To generate white light using an LED, use is made of, inter alia, so-termed phosphor coated LEDs (PC-LED). Such a phosphor-coated LED is an LED which has a phosphor coating over its radiation surface. Phosphor is not to be understood specifically as the chemical element, but rather more generally as a fluorescent material which, under the effect of light radiation of a certain wavelength, emits light of another wavelength. There are fluorescent materials which radiate yellow light on irradiation by blue light. In agreement with the color of the emitted light, they are called yellow phosphor. By using such LEDs, white light is obtained by applying a yellow phosphor layer to an LED radiating blue light. Said phosphor layer is to be dimensioned such that a part of the blue light from the LED passes through the phosphor layer unhindered and another part of the phosphor layer is converted into yellow light. The simultaneous radiation of blue and yellow light is perceived as white light by the user. Alternatively, there are LED elements which radiate UV light and are coated with a white phosphor layer. By a suitable selection of the type and thickness of the phosphor layer, PC LEDs can be manufactured that radiate also other colors.
A light source device, comprising a light-guide block in the form of a hollow body with reflective inner walls and a matrix-like arrangement of point light sources such as LED elements, is known from U.S. Pat. No. 6,547,400 B1. A major portion of the light beams radiated by the point light sources is introduced into the guide block and collimated there. A considerable part of the light beams radiated by the point light sources is, however, not collected by the light guide block.

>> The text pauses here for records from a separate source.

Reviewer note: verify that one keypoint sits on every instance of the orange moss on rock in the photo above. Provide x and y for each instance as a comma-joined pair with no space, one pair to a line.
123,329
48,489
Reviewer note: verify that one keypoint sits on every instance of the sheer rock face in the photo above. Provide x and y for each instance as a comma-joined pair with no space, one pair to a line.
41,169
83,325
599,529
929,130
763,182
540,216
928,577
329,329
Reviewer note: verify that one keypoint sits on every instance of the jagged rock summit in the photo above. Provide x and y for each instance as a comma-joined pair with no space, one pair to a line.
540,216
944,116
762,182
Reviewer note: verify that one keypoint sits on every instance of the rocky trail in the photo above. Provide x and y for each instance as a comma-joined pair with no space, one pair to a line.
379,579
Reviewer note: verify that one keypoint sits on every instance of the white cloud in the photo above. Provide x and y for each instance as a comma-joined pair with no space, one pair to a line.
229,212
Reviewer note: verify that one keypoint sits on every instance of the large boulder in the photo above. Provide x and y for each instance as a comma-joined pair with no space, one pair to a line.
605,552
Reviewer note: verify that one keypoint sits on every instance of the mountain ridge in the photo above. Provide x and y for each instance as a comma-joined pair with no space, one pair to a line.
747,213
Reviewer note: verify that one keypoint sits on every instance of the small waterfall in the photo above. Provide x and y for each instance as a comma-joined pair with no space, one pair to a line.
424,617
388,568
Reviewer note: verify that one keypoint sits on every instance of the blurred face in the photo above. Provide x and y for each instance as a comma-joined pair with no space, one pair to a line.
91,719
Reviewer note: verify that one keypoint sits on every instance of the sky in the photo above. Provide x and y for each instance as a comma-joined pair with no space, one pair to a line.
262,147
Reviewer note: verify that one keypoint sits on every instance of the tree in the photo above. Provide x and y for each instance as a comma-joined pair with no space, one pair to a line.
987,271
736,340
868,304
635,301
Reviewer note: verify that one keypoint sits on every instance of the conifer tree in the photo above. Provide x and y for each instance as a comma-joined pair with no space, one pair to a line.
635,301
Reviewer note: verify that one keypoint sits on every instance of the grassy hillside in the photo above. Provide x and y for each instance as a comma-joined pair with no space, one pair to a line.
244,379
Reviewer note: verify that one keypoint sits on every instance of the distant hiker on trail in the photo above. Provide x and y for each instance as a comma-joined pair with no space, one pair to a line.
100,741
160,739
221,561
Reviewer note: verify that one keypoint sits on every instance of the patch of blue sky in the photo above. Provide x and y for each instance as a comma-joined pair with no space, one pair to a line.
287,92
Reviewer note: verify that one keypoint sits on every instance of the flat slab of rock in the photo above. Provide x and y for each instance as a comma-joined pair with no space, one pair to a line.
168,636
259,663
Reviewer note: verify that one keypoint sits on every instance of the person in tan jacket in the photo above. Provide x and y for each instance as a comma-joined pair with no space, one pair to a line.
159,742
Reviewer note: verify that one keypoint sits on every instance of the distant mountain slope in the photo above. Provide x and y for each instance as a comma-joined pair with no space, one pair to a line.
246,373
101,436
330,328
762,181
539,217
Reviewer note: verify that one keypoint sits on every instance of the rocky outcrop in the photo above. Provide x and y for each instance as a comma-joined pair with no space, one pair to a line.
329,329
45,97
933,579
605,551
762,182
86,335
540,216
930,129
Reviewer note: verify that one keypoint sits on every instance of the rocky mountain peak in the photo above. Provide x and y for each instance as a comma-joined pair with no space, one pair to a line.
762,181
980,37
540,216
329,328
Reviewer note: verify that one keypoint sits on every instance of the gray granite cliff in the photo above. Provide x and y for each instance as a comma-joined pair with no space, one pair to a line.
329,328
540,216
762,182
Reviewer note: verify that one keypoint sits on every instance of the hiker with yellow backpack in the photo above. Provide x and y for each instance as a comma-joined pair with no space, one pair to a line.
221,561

This reduces the light output of the device considerably.
U.S. Pat. No. 6,402,347 describes a device, in which individual LED elements are arranged on a common plate and each element is provided with a collimating attachment. Fresnel lenses connected to each respective LED element allow the radiation beam from each individual LED to be introduced into a common secondary optical system. The disadvantage of this system is the high losses, amounting to about 60%, caused by reflection at the different optical interfaces.
It is an object of the invention, therefore, to provide a device by means of which the light output per LED can be raised.

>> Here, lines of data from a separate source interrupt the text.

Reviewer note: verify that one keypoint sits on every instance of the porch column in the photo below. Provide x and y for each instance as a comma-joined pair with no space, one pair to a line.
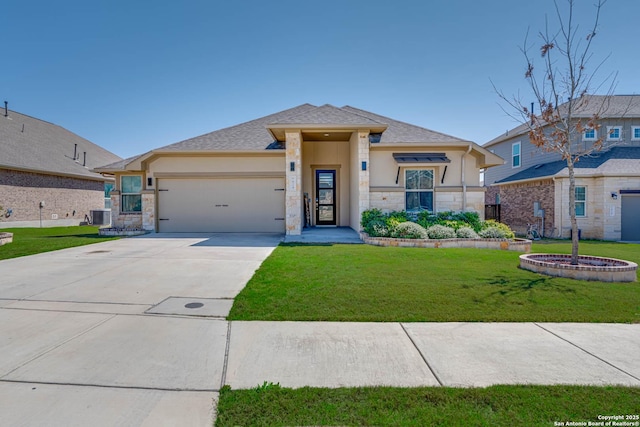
149,210
363,175
293,191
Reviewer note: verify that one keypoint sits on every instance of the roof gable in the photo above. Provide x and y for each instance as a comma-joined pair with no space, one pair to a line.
594,161
398,131
328,115
614,106
36,145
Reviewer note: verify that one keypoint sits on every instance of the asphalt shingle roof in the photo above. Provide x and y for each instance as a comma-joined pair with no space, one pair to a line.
615,106
254,135
593,161
36,145
398,131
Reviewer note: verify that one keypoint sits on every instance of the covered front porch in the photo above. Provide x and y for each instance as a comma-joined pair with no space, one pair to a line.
325,235
327,172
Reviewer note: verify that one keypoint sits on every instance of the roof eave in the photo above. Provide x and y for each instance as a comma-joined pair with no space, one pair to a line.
53,173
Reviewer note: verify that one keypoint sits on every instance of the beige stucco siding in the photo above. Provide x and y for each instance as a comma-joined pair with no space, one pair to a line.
384,168
217,164
388,195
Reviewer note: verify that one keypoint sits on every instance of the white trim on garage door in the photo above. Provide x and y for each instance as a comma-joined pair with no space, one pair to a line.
231,204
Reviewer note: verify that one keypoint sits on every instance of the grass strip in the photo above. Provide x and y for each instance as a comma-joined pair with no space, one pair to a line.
272,405
30,241
385,284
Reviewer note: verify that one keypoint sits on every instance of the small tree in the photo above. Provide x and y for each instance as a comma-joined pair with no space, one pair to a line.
562,88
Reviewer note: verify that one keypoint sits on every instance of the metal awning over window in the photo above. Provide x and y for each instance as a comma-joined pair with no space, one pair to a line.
421,158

This object is achieved by a proposed LED lamp system that has at least one LED element for emission of light, a chamber and a collimator. It is assumed hereinbelow that the LEDs are inorganic solid bodies, because such LEDs with sufficient intensity are presently available. That notwithstanding, they can of course also be other electro-luminescent elements, e.g. laser diodes or other light emitting semiconductor elements or organic LEDs, so long as they have sufficiently high performance values. The term LED or LED element is therefore to be understood in this document as a synonym for every kind of corresponding electro-luminescent elements. The light can be IR or UV light, apart from the visible light.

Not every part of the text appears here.